(1.) One Baba-P.W. 2 is the injured-cum-complainant. On 6-3-2003 around 8.30 p.m. P.W. 2 was working in the Mutton Shop. Accused familiar to him came and requested loan of Rs. 20/- . P.W. 2 refused. Accused became wild. He assaulted him and caused injuries with blade for not giving money.C. Ws. 2 to 4, who were at the scene rescued P.W. 2. P.W. 2 had gone to Police Station and lodged a complaint at 9.00 p.m. on the same day. P.W. 2 was examined by the doctors at 9.30 p.m. Wound certificate shows that P.W. 2 had sustained incised injury on the chest. The injuries are said to be simple in nature. Accused is held for committing offence under Section 307 of the Indian Penal Code, 1860. Trial Court acquitted the accused. State is in appeal.
(2.) The reasons given by the Trial Court while rejecting the evidence of P.W. 2 is untenable. The credibility of the evidence of P.W. 2 cannot be doubted. P.W. 2 has given complaint to the police within half an hour to the police and examined by the doctor immediately thereafter. These two circumstances would corroborate evidence of P.W. 2. The fact that other eye-witnesses are not examined is the fault of the State Public Prosecutor. The fact that the recovery is not done is the fault on the part of the Investigating Officer. Therefore, fault on the part of PP or Investigating Officer would not be a ground to reject the credible testimony of the injured witnesses. We are of the opinion that the evidence of P.W. 2 clearly proves the incident.

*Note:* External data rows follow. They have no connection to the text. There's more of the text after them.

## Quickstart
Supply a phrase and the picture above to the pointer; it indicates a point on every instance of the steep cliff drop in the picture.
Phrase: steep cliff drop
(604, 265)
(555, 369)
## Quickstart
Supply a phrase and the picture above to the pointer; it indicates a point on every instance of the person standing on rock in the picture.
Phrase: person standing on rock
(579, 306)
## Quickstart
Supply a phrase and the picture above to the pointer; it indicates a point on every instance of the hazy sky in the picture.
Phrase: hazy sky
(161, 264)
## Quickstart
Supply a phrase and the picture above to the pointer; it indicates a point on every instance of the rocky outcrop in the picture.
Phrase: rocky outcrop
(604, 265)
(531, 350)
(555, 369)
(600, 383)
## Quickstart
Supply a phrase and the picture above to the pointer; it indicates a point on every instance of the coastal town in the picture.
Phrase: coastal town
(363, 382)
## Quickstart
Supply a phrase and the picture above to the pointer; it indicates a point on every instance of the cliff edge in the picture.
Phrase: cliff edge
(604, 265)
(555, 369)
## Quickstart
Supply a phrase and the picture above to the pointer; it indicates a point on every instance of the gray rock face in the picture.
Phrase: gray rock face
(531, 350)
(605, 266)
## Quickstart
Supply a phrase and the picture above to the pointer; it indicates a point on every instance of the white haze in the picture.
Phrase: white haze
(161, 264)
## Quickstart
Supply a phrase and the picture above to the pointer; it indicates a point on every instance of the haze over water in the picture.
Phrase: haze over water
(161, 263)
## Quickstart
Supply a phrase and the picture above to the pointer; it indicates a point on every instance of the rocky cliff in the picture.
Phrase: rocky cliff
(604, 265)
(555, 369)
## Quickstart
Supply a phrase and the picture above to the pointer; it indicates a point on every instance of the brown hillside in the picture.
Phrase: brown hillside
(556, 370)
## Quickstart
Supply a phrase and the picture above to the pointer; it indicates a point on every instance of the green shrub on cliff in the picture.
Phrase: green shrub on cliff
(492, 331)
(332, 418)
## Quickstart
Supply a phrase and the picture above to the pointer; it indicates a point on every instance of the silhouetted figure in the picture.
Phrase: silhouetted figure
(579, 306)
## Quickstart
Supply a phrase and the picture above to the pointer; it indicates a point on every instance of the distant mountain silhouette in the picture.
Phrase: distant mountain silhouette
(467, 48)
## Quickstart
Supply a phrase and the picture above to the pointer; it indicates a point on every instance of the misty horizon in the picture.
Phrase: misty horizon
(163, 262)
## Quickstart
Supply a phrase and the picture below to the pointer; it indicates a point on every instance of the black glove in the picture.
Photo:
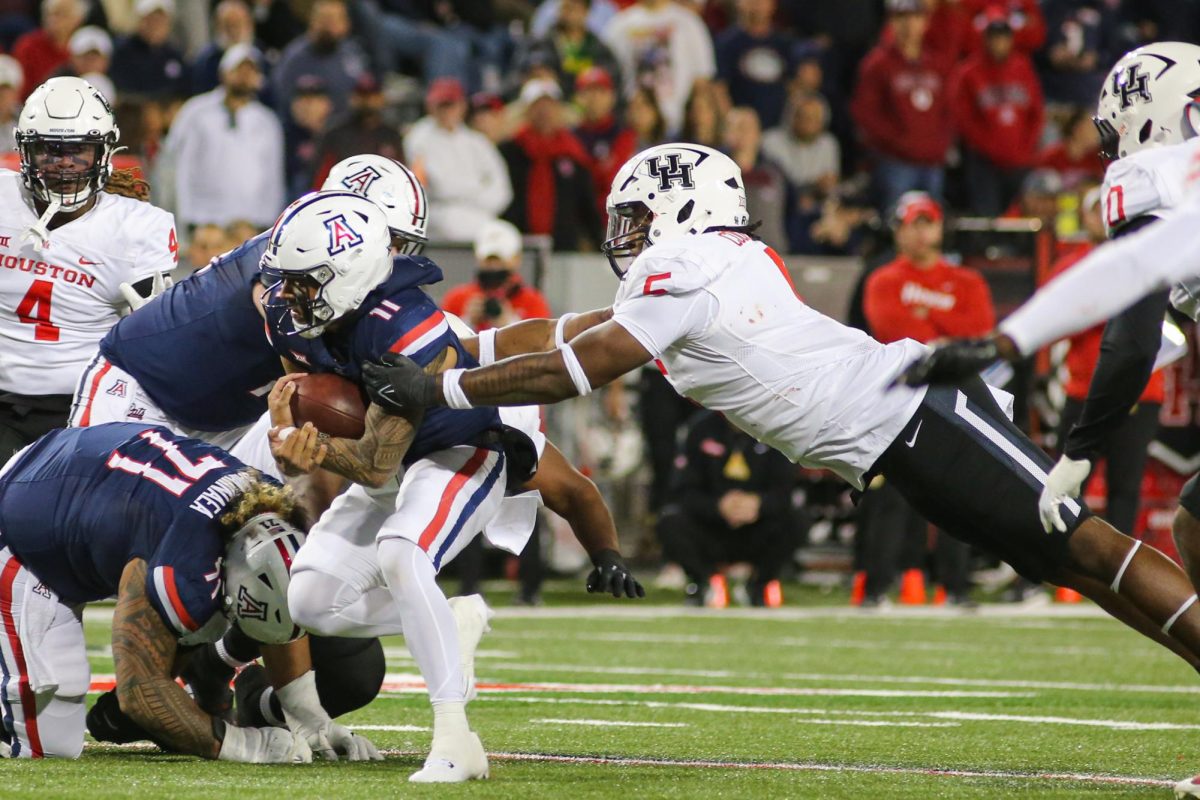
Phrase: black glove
(397, 384)
(949, 362)
(612, 575)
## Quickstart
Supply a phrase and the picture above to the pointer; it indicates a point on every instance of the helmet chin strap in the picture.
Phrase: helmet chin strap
(37, 233)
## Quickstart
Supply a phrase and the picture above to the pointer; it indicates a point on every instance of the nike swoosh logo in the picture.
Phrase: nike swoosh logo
(913, 440)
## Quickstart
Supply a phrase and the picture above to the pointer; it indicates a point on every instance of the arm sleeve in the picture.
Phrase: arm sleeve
(1128, 350)
(1108, 281)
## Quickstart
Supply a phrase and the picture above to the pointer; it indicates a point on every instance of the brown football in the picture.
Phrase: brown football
(334, 404)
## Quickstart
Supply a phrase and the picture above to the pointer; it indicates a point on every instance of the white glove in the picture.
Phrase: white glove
(311, 722)
(1063, 482)
(159, 283)
(264, 746)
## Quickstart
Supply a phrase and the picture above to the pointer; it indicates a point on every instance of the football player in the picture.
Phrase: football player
(66, 248)
(717, 308)
(183, 535)
(337, 301)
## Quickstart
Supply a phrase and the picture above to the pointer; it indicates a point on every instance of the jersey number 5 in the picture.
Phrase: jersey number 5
(189, 470)
(35, 310)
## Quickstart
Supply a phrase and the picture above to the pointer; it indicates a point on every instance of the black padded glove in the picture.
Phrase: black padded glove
(611, 575)
(951, 362)
(397, 384)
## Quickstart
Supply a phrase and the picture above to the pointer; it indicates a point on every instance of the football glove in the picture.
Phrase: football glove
(399, 385)
(949, 362)
(263, 746)
(1063, 482)
(306, 717)
(611, 575)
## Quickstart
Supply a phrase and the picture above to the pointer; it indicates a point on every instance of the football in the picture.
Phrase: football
(334, 404)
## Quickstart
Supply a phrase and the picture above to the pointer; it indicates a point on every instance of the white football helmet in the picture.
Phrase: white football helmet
(393, 187)
(324, 256)
(1150, 98)
(66, 118)
(667, 191)
(257, 573)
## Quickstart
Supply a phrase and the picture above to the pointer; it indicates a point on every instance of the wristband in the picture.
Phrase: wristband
(453, 392)
(561, 328)
(575, 370)
(487, 347)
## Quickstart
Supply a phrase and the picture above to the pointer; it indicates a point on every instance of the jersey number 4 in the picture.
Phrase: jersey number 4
(35, 310)
(189, 471)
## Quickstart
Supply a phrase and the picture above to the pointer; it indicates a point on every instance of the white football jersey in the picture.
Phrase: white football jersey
(719, 313)
(58, 304)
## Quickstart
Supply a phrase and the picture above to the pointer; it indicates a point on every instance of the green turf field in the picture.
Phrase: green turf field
(610, 699)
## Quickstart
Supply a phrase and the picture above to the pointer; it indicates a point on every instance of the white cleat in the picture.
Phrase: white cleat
(454, 762)
(1188, 788)
(473, 619)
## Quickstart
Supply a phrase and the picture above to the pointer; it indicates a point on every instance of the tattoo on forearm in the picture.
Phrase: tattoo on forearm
(143, 653)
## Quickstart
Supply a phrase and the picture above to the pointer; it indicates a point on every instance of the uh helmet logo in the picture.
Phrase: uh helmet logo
(341, 235)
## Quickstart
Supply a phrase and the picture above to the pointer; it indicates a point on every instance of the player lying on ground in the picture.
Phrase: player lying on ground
(337, 300)
(717, 307)
(181, 534)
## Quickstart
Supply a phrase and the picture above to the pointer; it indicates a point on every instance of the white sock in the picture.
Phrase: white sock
(430, 630)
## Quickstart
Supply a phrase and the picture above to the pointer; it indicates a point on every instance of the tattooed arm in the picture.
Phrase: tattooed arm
(143, 653)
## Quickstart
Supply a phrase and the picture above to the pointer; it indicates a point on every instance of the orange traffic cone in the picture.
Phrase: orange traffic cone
(718, 593)
(858, 589)
(912, 588)
(1065, 595)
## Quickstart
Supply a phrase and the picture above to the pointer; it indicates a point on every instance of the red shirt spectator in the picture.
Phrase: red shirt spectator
(900, 103)
(1085, 347)
(999, 107)
(919, 295)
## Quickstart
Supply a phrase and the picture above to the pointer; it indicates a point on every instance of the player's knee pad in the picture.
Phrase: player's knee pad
(349, 672)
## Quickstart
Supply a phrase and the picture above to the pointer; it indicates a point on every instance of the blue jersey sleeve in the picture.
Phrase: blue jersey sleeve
(184, 576)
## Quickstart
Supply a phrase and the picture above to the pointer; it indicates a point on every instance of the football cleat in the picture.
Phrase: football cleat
(473, 619)
(454, 761)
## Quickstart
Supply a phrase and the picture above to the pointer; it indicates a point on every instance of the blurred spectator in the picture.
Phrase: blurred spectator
(364, 130)
(147, 62)
(702, 116)
(997, 109)
(232, 24)
(226, 150)
(609, 143)
(1077, 156)
(328, 52)
(208, 242)
(463, 174)
(1079, 50)
(921, 296)
(497, 296)
(11, 80)
(755, 61)
(544, 18)
(1125, 451)
(665, 46)
(569, 48)
(552, 185)
(765, 185)
(306, 122)
(45, 49)
(1025, 17)
(810, 160)
(646, 120)
(489, 116)
(1038, 198)
(903, 109)
(731, 501)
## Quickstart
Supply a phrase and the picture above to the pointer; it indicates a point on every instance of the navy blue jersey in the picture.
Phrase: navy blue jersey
(81, 503)
(396, 317)
(199, 349)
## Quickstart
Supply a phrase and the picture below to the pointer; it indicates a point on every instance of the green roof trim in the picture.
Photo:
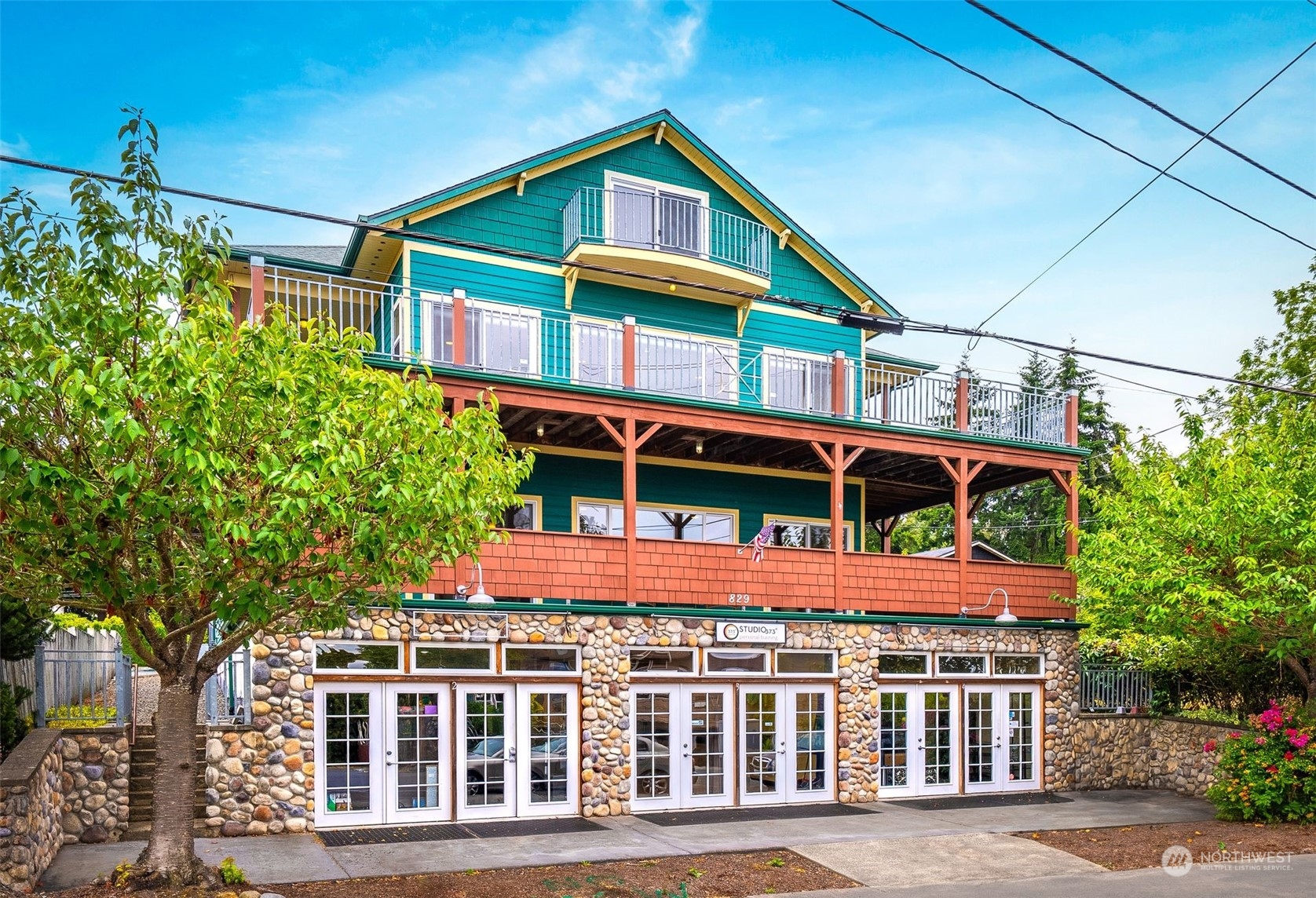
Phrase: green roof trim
(662, 116)
(619, 609)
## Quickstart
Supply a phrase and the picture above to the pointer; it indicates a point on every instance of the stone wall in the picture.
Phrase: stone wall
(95, 785)
(1137, 751)
(29, 810)
(261, 779)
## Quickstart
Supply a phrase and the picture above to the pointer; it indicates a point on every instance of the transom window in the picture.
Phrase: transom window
(961, 666)
(803, 533)
(656, 522)
(903, 664)
(350, 658)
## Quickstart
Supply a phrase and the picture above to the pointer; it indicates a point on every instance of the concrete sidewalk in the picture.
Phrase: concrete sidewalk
(303, 857)
(1214, 882)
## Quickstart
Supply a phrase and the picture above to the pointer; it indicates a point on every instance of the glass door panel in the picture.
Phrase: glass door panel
(1022, 738)
(653, 757)
(811, 744)
(762, 746)
(419, 752)
(352, 750)
(486, 751)
(982, 740)
(548, 768)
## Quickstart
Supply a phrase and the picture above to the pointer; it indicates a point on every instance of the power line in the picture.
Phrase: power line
(817, 308)
(1092, 70)
(1154, 179)
(1068, 122)
(974, 331)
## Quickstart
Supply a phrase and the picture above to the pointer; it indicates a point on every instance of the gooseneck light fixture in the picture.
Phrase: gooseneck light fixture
(479, 596)
(1004, 617)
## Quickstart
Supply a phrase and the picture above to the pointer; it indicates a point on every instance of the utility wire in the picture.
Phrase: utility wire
(817, 308)
(1117, 210)
(1092, 70)
(974, 331)
(1068, 122)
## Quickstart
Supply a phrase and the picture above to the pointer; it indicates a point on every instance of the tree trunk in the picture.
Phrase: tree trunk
(170, 853)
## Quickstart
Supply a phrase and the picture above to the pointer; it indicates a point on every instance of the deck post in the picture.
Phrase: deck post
(255, 305)
(628, 352)
(839, 384)
(962, 400)
(459, 325)
(1072, 417)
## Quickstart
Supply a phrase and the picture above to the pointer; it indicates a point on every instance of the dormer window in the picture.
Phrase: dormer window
(654, 216)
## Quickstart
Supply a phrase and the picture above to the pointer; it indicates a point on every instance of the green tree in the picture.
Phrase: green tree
(163, 465)
(1218, 545)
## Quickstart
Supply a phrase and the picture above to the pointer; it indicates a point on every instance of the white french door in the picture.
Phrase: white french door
(1000, 738)
(916, 736)
(681, 747)
(788, 744)
(520, 751)
(418, 752)
(349, 783)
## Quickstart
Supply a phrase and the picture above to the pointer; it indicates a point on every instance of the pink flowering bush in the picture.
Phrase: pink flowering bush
(1269, 777)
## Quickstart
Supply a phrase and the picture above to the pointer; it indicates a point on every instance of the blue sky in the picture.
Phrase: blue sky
(944, 195)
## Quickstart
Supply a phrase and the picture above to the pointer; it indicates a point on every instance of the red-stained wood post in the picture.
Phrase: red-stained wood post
(459, 325)
(962, 400)
(839, 404)
(1072, 418)
(255, 305)
(628, 352)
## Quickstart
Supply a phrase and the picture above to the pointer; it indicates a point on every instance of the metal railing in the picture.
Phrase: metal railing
(418, 327)
(83, 687)
(228, 693)
(669, 224)
(1113, 691)
(1016, 413)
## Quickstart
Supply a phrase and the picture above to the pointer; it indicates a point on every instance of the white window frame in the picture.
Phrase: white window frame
(430, 299)
(846, 529)
(985, 675)
(612, 179)
(617, 508)
(442, 672)
(331, 643)
(667, 650)
(807, 356)
(828, 652)
(508, 647)
(763, 652)
(1040, 659)
(536, 506)
(927, 668)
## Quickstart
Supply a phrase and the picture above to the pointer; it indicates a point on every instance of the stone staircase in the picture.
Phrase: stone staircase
(141, 779)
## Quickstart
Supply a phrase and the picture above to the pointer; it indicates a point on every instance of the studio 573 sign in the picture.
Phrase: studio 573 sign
(763, 633)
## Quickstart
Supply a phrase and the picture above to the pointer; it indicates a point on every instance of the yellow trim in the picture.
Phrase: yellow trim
(503, 262)
(796, 518)
(488, 190)
(657, 506)
(683, 463)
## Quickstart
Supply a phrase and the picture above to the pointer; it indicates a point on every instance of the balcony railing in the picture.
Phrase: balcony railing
(451, 330)
(667, 224)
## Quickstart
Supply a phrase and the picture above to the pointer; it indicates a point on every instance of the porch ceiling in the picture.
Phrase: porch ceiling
(895, 483)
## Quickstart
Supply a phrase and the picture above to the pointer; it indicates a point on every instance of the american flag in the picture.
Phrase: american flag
(761, 541)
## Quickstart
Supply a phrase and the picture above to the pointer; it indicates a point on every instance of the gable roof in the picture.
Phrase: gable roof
(665, 124)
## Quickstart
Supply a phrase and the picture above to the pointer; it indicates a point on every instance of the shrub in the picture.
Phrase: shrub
(1269, 773)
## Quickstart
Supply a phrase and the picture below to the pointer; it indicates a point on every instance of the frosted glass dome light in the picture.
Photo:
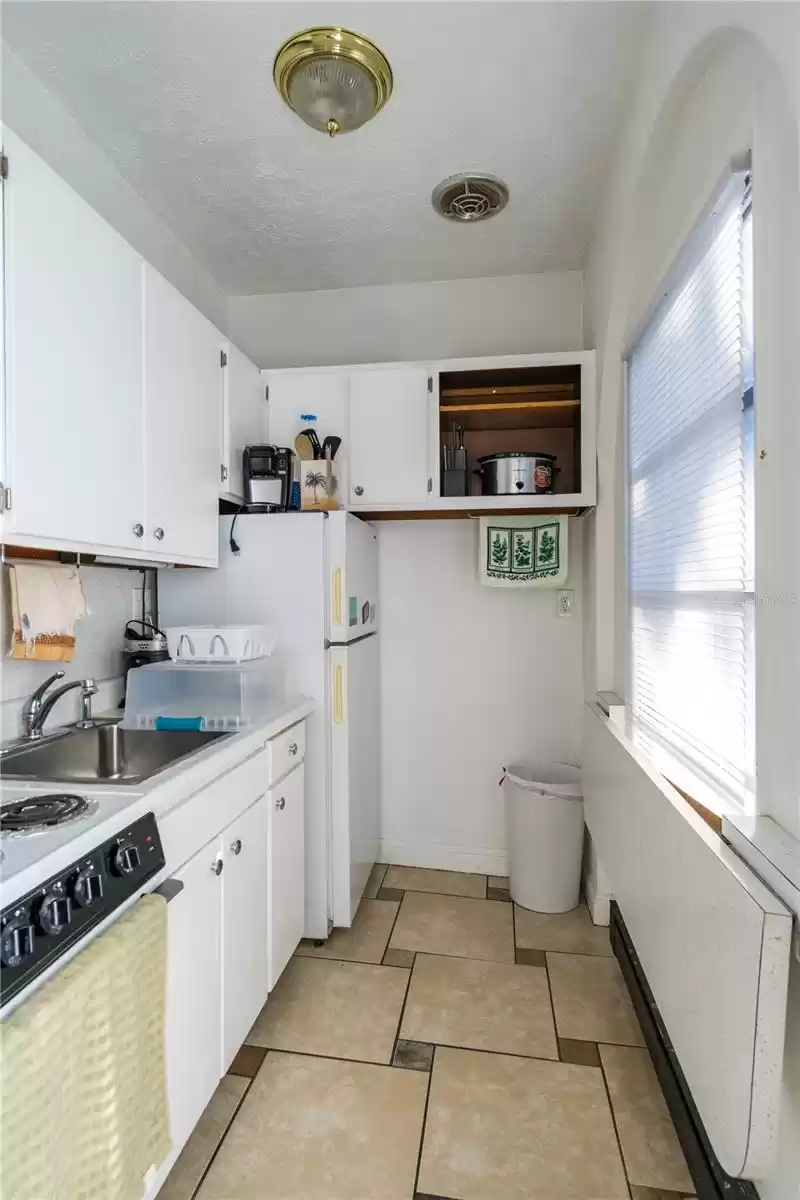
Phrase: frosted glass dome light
(336, 81)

(3.) With regard to manner of assault and nature of injury, it is not suggested that accused had no intention of causing injury to P.W. 2. Accused is guilty of committing only offence under Section 323 of IPC. The order of acquittal is set aside. Accused is convicted under Section 324 of IPC. Accused was in detention for about one and half a year during trial. The said period is imposed as sentence and accused is deemed to have served the sentence. Accordingly, appeal is disposed of.